In its current form, the bill has received the threat of veto from the administration of U.S. President Barack Obama. In a statement made available Wednesday, the White House said the CISPA “fails to provide authorities to ensure that the Nation’s core critical infrastructure is protected while repealing important provisions of electronic surveillance law without instituting corresponding privacy, confidentiality, and civil liberties safeguards.” Also cited by the White House was the idea that the bill failed to sufficiently provide oversight and lacked “sufficient limitations on the sharing of personally identifiable information.”

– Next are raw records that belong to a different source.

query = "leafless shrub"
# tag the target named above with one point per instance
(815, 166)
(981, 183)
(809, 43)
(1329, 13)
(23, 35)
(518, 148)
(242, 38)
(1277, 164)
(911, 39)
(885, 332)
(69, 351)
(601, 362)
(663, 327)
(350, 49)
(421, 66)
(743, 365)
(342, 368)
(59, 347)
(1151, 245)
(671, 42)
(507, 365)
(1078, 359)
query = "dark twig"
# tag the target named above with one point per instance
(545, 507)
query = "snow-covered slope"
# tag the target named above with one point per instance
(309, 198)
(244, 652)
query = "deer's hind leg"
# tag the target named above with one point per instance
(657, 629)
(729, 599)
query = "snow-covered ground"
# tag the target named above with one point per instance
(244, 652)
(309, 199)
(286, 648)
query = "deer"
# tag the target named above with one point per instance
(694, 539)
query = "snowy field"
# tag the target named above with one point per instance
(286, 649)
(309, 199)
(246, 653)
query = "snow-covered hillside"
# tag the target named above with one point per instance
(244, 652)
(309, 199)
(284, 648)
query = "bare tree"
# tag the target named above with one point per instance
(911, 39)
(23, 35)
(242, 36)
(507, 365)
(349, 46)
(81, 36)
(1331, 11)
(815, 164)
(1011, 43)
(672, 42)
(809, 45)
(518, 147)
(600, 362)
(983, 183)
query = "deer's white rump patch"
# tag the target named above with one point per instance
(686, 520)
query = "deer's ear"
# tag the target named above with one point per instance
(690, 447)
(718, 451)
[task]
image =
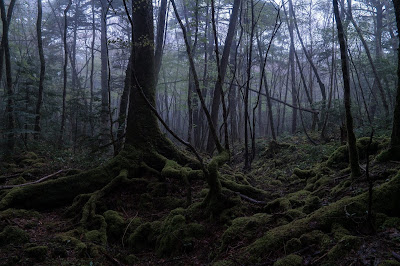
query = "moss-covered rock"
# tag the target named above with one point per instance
(243, 228)
(38, 252)
(176, 235)
(96, 236)
(304, 174)
(115, 224)
(13, 235)
(293, 245)
(144, 236)
(343, 247)
(290, 260)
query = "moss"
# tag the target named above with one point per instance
(290, 260)
(303, 174)
(115, 224)
(176, 235)
(13, 235)
(313, 203)
(144, 236)
(343, 247)
(278, 205)
(69, 239)
(389, 263)
(316, 237)
(293, 245)
(340, 188)
(392, 222)
(224, 263)
(17, 181)
(243, 228)
(294, 214)
(392, 153)
(340, 155)
(38, 252)
(132, 259)
(339, 231)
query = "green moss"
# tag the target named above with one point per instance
(243, 228)
(316, 237)
(115, 224)
(339, 231)
(278, 205)
(304, 174)
(38, 252)
(392, 222)
(389, 263)
(69, 239)
(132, 259)
(13, 235)
(96, 236)
(144, 236)
(17, 181)
(294, 214)
(343, 247)
(293, 245)
(340, 155)
(177, 236)
(290, 260)
(312, 203)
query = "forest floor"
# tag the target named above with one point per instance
(309, 213)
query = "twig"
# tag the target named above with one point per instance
(396, 256)
(251, 199)
(34, 182)
(126, 229)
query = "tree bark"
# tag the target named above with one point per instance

Despite the White House’s veto threat, U.S. House Speaker John Boehner enthusiastically expressed his support for CISPA on Thursday. “By listening to private-sector job creators, civil liberties advocates, and technology experts, I believe the House put together a strong bill that will help stop cyber-attacks that threaten our economy and our privacy while keeping the Internet free from government control,” commented Boehner in a statement made available via the House Speaker’s office. “I would urge Senate Democrats to quickly consider this bill, and send it to the president for his signature,” Boehner continued.
CISPA was initially introduced in November of last year. Some analysts have compared the legislation to other controversial bills including the Stop Online Piracy Act (SOPA) and the Protect IP Act (PIPA), both of which were placed on indefinite hold following strong opposition through a service blackout from tech innovators including Wikipedia in January.